Over the past few years, I’ve fallen prey to using my phone for hits of instant gratification. What used to be rolling the slots on Facebook and checking Twitter has now evolved into rolling the slots on TikTok and checking Discord and Bluesky. I truly hate it. You scroll and scroll through tons of slop, ads, and discourse until you hit big with something funny or interesting. You share that with your friends who won’t watch it, and then bring it up in conversation later about how you couldn’t stop laughing at the “funniest thing” you’ve ever seen. Rinse. Repeat. Ugh, I’m getting sick just thinking about it.
The common diagnosis of this is what people call “terminally online”. It’s when people become dependent on constant dopamine hits the box in their hand gives. The idea of touching the green stuff you find outside is sickening. You have an acute knowledge of December 21st, 2020 and “A Bigger Navy”. You feel a sense of rage matched only by John Wick because someone argued with you about the “real reason” the price of video games is $60. (It’s now $70 so take that. I win.)
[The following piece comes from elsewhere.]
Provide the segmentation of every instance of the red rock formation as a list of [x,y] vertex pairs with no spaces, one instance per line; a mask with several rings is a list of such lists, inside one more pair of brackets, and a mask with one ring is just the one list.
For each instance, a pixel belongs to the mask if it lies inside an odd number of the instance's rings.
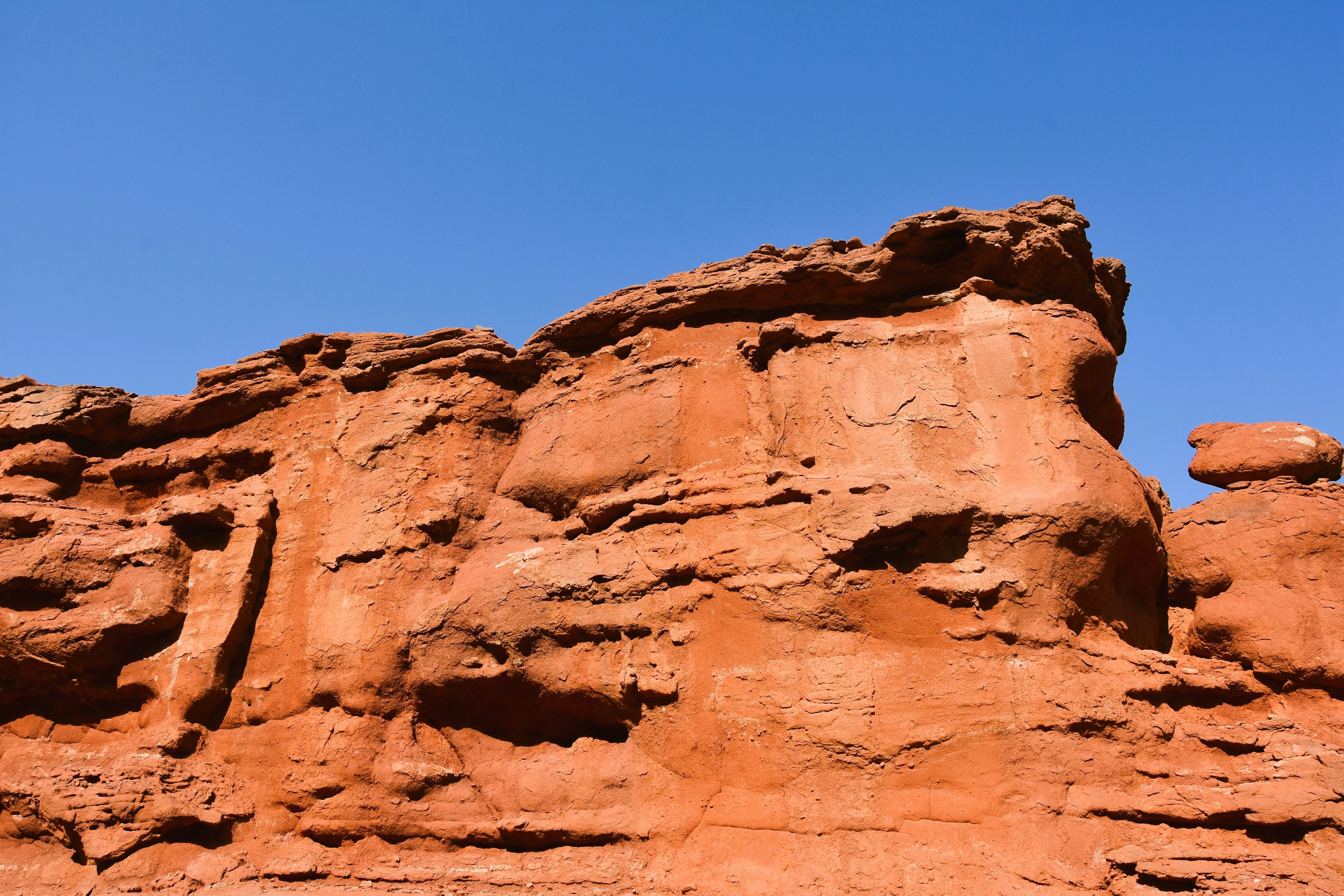
[[1337,480],[1344,459],[1339,442],[1301,423],[1206,423],[1189,434],[1189,446],[1198,449],[1191,477],[1223,488],[1281,476]]
[[1164,529],[1086,226],[763,246],[516,352],[0,380],[16,887],[1339,892],[1335,660],[1218,603],[1297,525],[1263,580],[1324,621],[1337,516],[1286,502],[1337,486]]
How do people fall into the trap of becoming terminally online? Well for me, I felt alone. Even as a kid on GaiaOnline, I found it difficult to talk to people about my interests. When you’re so passionate about media in a way most people haven’t experienced before, it’s so easy to be discouraged when you see them check out of the conversation. I thought that without that commonality, it was impossible to talk to anyone. Who the fuck cares about the weather when the new Pokemon game just released! Turns out, most people do.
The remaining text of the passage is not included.